# Help - Autotrail Scout 2009



## Japseroony (Jul 19, 2012)

Hi Folks,

We are new to this forum and have only recently purchased our Motorhome a few weeks ago. She is an Autotrail Scout SE on a 59 plate with 3000 miles on the clock.

We have had a few small issues that I have happily sorted such as the radio arial not working - was not plugged in to the radio (still get poor reception though) and a few bits that were broken such as the table locks for the dining area as well as one of the stays missing that hold the bar for the table to attach to etc etc but these have been sorted.

I do have a couple of questions that hopefully you guys will be able to help me with.

1, Is the Awning light light sensitive as when I switch it on it makes an audable click but no light?
2, There is a on off switch to the right of the drivers seat on the dash - same as the on off switch for the entertainment system. What is this for?
3, What is the box just behind the drivers seat for - has a red light glowing all the time?
4, How do we turn off the LED under the toilet door? no matter what I do I cant get this to go out!!

I think thats it for now and I look forward to hearing back from anyone that can help.

Thank you in anticipation.


----------



## tonka (Apr 24, 2006)

No 4,,,,
Rear of drivers seat where the mains charger and PSU are housed, k under the shelving unit and there is a small rocker switch. This is for the LED low light under the bathroom. Strange place and no one seems to know why they put it there...!!

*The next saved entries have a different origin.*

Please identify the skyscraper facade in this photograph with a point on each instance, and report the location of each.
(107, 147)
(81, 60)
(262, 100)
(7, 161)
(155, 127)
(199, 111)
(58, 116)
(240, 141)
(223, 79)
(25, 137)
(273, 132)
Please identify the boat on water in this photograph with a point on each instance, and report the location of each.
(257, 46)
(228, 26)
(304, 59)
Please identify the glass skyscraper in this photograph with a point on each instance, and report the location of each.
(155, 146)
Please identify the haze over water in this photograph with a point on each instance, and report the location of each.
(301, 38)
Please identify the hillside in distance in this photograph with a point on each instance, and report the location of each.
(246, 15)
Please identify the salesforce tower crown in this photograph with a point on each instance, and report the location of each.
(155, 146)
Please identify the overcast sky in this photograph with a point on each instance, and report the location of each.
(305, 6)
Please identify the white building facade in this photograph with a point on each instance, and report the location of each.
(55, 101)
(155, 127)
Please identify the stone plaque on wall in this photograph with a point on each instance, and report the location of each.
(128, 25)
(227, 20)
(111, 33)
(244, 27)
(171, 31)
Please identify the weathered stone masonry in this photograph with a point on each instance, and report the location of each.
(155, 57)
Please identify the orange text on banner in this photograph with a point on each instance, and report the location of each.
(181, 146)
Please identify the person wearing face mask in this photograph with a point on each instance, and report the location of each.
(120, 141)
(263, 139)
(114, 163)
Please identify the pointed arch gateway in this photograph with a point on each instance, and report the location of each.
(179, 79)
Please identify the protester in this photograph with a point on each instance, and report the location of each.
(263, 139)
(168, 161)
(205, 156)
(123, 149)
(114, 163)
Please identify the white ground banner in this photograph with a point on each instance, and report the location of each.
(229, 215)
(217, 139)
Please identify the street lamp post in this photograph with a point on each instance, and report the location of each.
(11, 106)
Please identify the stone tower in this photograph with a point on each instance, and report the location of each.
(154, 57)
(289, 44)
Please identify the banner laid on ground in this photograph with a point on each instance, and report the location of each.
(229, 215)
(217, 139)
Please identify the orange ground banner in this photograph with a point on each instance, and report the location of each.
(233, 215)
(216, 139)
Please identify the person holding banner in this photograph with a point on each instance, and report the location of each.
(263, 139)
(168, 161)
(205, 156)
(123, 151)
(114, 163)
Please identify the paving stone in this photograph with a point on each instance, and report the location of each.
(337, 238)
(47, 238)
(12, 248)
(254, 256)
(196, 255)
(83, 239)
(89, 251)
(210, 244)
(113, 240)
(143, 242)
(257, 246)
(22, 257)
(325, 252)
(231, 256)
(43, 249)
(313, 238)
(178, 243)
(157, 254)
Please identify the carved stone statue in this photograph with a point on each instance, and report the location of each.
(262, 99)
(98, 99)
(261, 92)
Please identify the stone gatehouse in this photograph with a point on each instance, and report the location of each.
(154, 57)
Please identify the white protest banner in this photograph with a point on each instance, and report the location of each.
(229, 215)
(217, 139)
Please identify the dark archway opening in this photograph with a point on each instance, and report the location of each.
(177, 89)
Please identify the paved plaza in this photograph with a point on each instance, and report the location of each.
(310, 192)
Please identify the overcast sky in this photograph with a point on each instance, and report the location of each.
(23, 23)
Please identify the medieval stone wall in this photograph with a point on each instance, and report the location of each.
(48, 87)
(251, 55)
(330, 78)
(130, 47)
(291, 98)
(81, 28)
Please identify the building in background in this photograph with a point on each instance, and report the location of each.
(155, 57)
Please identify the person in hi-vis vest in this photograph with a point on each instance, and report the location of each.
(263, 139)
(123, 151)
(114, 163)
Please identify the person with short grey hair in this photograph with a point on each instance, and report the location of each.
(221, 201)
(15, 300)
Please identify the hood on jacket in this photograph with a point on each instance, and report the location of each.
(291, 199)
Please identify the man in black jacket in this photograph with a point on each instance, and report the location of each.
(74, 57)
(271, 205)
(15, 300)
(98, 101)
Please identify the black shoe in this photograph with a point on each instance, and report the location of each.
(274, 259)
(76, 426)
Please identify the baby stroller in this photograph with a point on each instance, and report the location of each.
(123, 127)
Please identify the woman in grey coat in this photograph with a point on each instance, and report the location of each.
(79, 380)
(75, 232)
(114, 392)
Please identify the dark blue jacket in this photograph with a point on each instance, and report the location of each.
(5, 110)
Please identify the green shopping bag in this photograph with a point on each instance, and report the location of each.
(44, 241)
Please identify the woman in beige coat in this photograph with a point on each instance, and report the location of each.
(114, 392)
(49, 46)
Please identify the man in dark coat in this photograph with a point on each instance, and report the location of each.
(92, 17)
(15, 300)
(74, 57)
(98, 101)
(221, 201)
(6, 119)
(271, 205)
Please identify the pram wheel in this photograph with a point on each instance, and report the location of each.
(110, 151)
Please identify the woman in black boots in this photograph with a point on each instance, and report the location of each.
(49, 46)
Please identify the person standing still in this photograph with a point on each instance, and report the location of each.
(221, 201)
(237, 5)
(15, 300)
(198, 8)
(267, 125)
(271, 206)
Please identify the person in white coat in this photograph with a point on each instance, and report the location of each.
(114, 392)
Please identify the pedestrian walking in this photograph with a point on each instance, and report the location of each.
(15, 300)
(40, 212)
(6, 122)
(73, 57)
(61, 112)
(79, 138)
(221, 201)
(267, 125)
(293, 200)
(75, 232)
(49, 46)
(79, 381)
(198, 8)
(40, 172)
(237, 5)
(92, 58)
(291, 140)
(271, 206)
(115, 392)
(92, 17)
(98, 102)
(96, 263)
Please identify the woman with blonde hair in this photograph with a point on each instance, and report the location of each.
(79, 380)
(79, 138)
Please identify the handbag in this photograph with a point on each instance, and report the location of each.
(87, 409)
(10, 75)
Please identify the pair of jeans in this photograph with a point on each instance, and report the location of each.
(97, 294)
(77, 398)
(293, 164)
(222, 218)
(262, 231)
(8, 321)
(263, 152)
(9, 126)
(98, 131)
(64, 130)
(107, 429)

Awning light may just be faulty try a new bulb or a multimeter to test for voltage at the bulb connections.

Switch on dash, no idea. Any markings ? Could be an after fit.

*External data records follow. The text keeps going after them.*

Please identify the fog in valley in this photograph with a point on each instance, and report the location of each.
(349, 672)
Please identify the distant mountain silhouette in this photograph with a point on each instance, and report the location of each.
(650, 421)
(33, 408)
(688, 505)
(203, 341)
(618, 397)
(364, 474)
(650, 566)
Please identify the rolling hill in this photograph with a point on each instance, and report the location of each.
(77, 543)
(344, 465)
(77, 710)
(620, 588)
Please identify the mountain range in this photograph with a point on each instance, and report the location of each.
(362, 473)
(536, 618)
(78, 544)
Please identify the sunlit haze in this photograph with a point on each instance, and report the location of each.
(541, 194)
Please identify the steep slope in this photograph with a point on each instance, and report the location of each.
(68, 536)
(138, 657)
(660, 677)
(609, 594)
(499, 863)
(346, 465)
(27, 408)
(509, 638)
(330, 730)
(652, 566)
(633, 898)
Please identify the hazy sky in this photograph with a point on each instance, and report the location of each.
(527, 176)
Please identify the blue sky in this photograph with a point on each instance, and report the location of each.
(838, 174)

Box behind drvers seat, never noticed or looked there so cat help on that one.

Welcome to Facts..... !!!! :wink:


----------



## Japseroony (Jul 19, 2012)

Hi Tonka and thanks for the welcome.

Found the switch for the toilet light :? what a place to put it :roll: 

Will try the awning light today as we are away for the weekend and hopefully its just a bulb.

The box behind the drivers seat is some sort of fuse box?

As for the switch on the drivers side dash, its a switch that is the same type as the toilet one as above in design and is mounted to the right of the steering wheel in the part of the dash where you could stoor a mobile phone (recess in the dash about knee level) etc. I will try and load a pic on here soon.

Thanks again.


----------



## peribro (Sep 6, 2009)

I have a switch similar to the one you describe on your dashboard but mine is in the cupboard with the charger in. It is used to switch off all power to the entertainment system, thus saving battery. The box behind the seat is part of the Sargeant electrical system and contains a number of relays and other fuses, I believe. However I don't think it needs any user involvement unless something goes wrong in which case it needs either sargeant or autotrail to advise on the action - I recall that a fix was needed in the box a couple of years ago due to the hab door step retracting when it shouldn't, for example.


----------



## Japseroony (Jul 19, 2012)

Hi Peribro and thanks for the reply. Yes I also have the entertainment switch in the cupboard with the charger which is the same as the switch on the dash!! No matter what I do I can't find out what it does - when running it makes no difference if I switch it on or offf and the same when I plug in the electric etc.

Think I will have to take the dash apart :roll: to see if I can find out where the wires go if any are actually attached :!: :!:


----------



## WingPete (Jan 29, 2006)

Dash switch isn't for an electric step is it ?


----------



## thegamwellsmythes (Jul 29, 2008)

Electric step would be my guess too. Does it isolate the electric step so it can't be used on the move?

A mystery switch, how exciting.


----------



## menis (Jul 9, 2010)

Hi,
Does your van have an alarm and if so is it a Strikeback alarm ?
We have a switch on the dash to enable/disable the part of our alarm which you attach to bikes or other external items you don't want nicking !
Menis


----------



## DJP (May 9, 2005)

Re switch under dash, we asked dealer to wire the reversing camera so it was on all the time, after collecting the vehicle a switch had appeared in the same position as yours. It was to switch the reversing camera on and off. Give that a try?
It is definitely a non standard installation.
The box behind the seat contains electrics for step retract and has a number of movable jumpers, by moving the jumpers you can change when the step comes out and goes in and when the awning light goes on and off. It also houses fuses for fridge? and other items IIRC there is a imprinted guide on the lid.


----------